# frame for a heavy mirror



## mickthetree (10 May 2009)

her indoors says the mirrors in our house all make her look an odd shape :wink: 

actually the mirrors are really cheap ones with wobbly glass.

I've been given a mirror that is dead flat. 875mm x 600mm and pretty darn heavy.

Never made a mirror frame before so any pointers on how to go about it?

I planned to use some of the quarter sawn oak I got from a nice man in Essex :wink: 

I planned to use a simple bridle joint for the corners, glued and maybe pinned? or is that not necessary?

Planned to cut a rebate at he back to house the mirror in, but what to use for the back? Should I pin a sheet of hardboard in to keep the mirror in the frame? I know it wont be seen, but seems a shame to whack hardboard on it. Is there a traditional method for this? Pin it in like a window pane?

Although the wood looks cracking (planned to use an oil and waxed finish??) I would quite like to add a decorative feature as the corners will appear butted together and a bit plain.

Maybe a beading on the inside edge of the frame?

I saw some frames at an antique place recently with carved flowers in the corners. I think these are arts and crafts style? I quite like this style and if anyone has any suggestions for something not too complicated I'd appreciate it.

I quite like this




too, but what finish could I use to achieve this look or is it just age?

Any pointers suggestions would be greatly appreciated.


----------



## SketchUp Guru (10 May 2009)

I think gluing and pinning bridle joint corners is a good idea. Lots of strength that way. If you don't want the pins to show, drill blind holes from the back.

I would put a piece of thin hardboard behind the mirror to back it up. If you are concerned about strengthening the frame further, you could make the hardboard back slightly larger than the mirror and screw it to the frame. Put it and the mirror in a stepped rebate. That would be a belt and braces sort of thing, though. The frame ought to be plenty strong.

How do you plan to hang the mirror once it is framed? If by wire, you might consider terminating the wire around screws in the bottom rail of the frame and running it up through eyes in the stiles and across the back.

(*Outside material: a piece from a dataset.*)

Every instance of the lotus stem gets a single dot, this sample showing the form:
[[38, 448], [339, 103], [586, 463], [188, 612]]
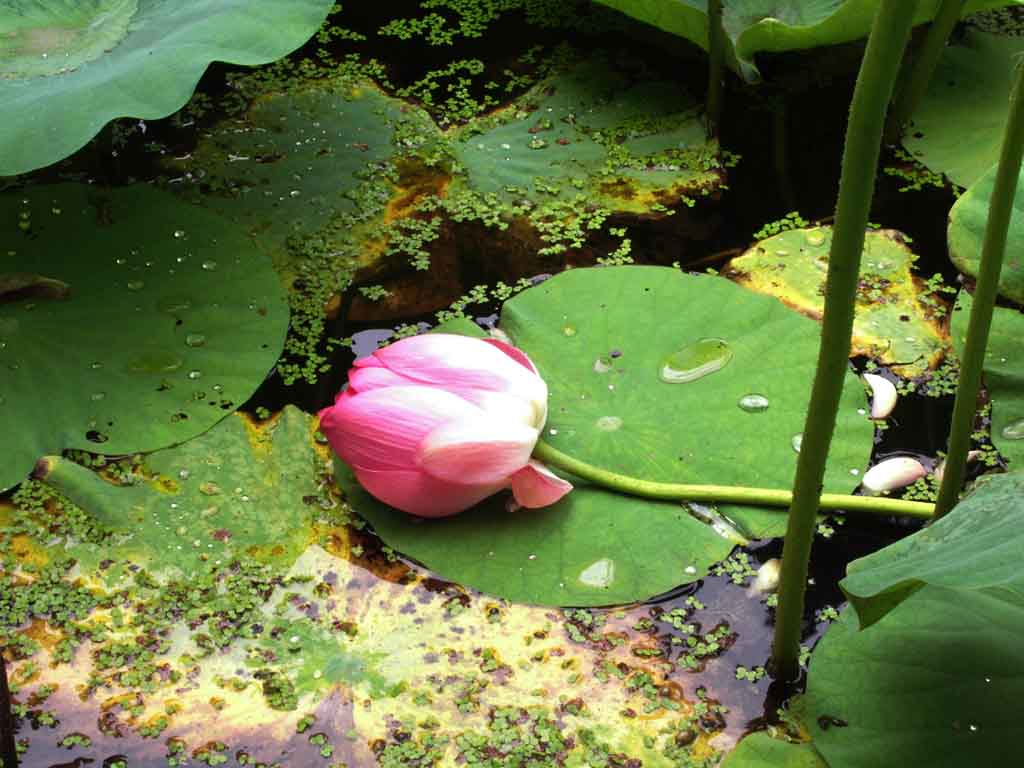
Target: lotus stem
[[716, 66], [923, 68], [8, 750], [856, 188], [725, 494], [1000, 207]]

If you did all of that, I think the house could fall down around the frame and it wouldn't come apart.


----------



## mickthetree (10 May 2009)

ah yes!! Hanging, I hadnt even considered that bit.  

That sounds like a great idea.

Chunky square cut modern oak seems to be the norm these days in the shops, but I'm rather up for something with a bit more... whats the word... style?

I like the idea of the pins showing on the front, I might use two pins and step them.

I'll sketch some ideas out and post them.


----------



## jasonB (10 May 2009)

I've done a couple of large mirrors and to get extra strength I cut a double rebate, one for the glass then a wider one for the backing (6mm MDF) and screwed the backing to the frame.

On this 7ft long one I also incorporated an angled cut so it could be hung on a french cleat. That one and this are joined with double No 20 biscuits into the corner blocks.

If you want A&C style then a mortice & tennon or bridal joints with a couple of ebony pegs would look good on the oak.

Jason


----------



## mickthetree (10 May 2009)

Hi Jason

Thanks ever so much for that. I really like the look of those.

I'm intrigued by how you did the french cleat? Did you put the angled cut on the top rail? or did it extend into the side rails somehow?

I'm also wondering how thin the rails can be. Only recently moved onto hardwood and it amazes me how much stronger it is than pine!!

I think I'll make some more sketches.

Cheers again

Paul


----------